There are a number of aspects of this study that indicate the need for caution prior to extrapolation to the clinical scenario. Firstly, these studies are conduced in chorionic plate arteries. Characterization of effects of sildenafil citrate on smaller vessels in the feto-placenta circulation (i.e. placental resistance arteries) is also required. Secondly, umbilical cord artery samples were obtained from healthy parturients. Characterization of the effects of sildenafil citrate in the setting of pulmonary hypertension of pregnancy, in which fetal hypoxia may be more frequent, would add further useful information. Finally, there are limitations in extrapolating from in vitro experiments to the in vivo situation, but the experiments conducted here represent a reliable and valid in vitro model for these vascular preparations.

In conclusion, our results demonstrate that phosphodiesterase-5 is present in the feto-placental circulation, and that sildenafil citrate is a vasodilator in this circulation.

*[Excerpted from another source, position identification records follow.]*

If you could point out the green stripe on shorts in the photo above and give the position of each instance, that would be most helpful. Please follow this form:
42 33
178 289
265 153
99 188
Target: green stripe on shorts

The vasodilatory effects of sildenafil citrate are mediated via a cGMP dependent mechanism, which involves in increase in vascular sensitivity to NO. These results are of clear significance given the growing role for sildenafil citrate for the treatment of pulmonary hypertension in pregnancy and may indicate a potential role for sildenafil citrate in augmenting feto-placental blood flow in the setting of placental vascular insufficiency.